Flags worth understanding:

  • --name "Omarchy" — the label that shows up in the iOS app. Make it something you’ll recognize on the bus.
  • --spawn same-dir — phone-initiated sessions inherit the server’s cwd. Combined with WorkingDirectory=%h, every new session boots in $HOME and can reach anything under it: my Obsidian vault, the Freebo monorepo, the austintubing site, all of it.
  • --capacity 32 — this is the “32 parallel Claude Code sessions” number. One server process can host up to 32 concurrent sessions spawned from the phone. I’ll never hit that ceiling but it’s nice to know.
  • Environment=ANTHROPIC_API_KEY= — explicitly nukes the variable inside the service even if it’s set elsewhere. Belt and suspenders after the auth fight earlier.
  • Restart=always with RestartSec=10 — if my home internet blips for more than ~10 minutes the relay dies, and this brings it back.

Enable and start:

systemctl --user daemon-reload
systemctl --user enable --now claude-remote-control.service

Tail the log:

tail -f ~/.local/share/claude-remote-control.log

You’ll see a URL like https://claude.ai/code?environment=env_013ECZa7u6geQL9FJWkpa4Vr. You don’t actually need to click it — open the iOS Claude app, go to the Code tab, and you’ll see “Omarchy” with a green dot. Tap it, tap ”+ New session,” and a Claude Code instance is now running in $HOME on my Linux box, ready to talk.

Limits I hit

A few rough edges worth knowing before you build a workflow on top of this.

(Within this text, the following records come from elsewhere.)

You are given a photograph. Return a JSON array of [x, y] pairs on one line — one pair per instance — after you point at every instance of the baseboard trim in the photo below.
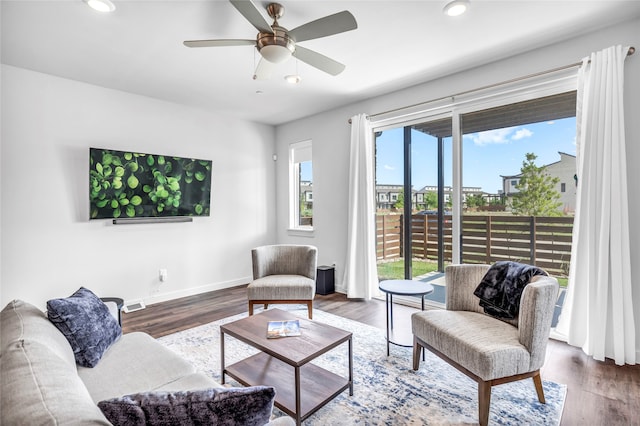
[[171, 295]]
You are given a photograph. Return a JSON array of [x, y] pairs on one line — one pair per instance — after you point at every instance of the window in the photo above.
[[301, 186]]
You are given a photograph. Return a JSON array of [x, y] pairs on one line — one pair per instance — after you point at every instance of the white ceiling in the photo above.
[[138, 48]]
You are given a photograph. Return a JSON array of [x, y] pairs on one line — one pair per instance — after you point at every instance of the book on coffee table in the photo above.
[[287, 328]]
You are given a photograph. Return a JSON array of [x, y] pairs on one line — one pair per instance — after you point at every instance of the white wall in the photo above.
[[50, 248], [330, 133]]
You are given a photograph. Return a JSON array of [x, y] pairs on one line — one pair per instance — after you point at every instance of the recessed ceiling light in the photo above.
[[293, 78], [104, 6], [456, 7]]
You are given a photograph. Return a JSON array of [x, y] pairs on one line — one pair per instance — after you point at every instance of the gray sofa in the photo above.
[[41, 383]]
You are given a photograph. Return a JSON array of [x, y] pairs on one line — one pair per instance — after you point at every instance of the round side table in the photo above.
[[401, 288]]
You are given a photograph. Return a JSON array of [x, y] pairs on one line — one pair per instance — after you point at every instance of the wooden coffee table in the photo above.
[[284, 363]]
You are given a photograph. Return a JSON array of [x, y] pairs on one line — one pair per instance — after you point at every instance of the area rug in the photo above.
[[386, 389]]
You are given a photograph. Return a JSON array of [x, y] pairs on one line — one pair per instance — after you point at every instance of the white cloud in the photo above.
[[499, 136], [491, 137], [522, 133]]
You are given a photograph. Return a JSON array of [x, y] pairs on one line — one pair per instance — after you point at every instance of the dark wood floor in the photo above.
[[599, 393]]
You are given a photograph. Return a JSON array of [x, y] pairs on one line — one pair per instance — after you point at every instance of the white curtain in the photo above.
[[361, 274], [598, 312]]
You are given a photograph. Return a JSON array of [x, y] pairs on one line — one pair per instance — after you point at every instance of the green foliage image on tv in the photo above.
[[129, 185]]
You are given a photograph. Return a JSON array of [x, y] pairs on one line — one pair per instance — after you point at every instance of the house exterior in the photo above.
[[564, 170], [387, 195]]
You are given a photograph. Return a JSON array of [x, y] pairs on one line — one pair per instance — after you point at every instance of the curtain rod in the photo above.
[[630, 52]]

  • Network outages > 10 min kill the relay. Systemd recovers it but in-flight sessions are gone.
  • Interactive pickers don’t work over Remote Control. /mcp, /plugin, /resume — anything that wants to render a fzf-style chooser fails. Run those from a real terminal.
  • /ultraplan disconnects the relay. Don’t run it from the phone session. Learned the hard way.
  • --sandbox is intentionally off. I want my local MCPs (Gmail, Calendar, Google Tasks, Playwright, Notion, Supabase, Vercel) to keep working. If you sandbox the spawned sessions, those break.

Why this matters

I now reach for my phone in line at the coffee shop, tap ”+ New session,” and a fresh Claude Code session boots in my home directory with every MCP I’ve configured. From the bus. From the gym. From the couch. The latency is the same as if I were typing in a local terminal because the model is being called from my house, not from my phone — the iOS app is just the thin client.

For anyone Googling “claude code from phone linux” or “dispatch linux claude code” or “run claude code on linux from iphone” — this is the answer. The feature is built in. It’s called claude remote-control. Wrap it in a systemd unit, fix the API-key and trust-dialog gotchas, and you have your own personal Dispatch on Arch.

Took me an afternoon to figure out. Hopefully it takes you fifteen minutes.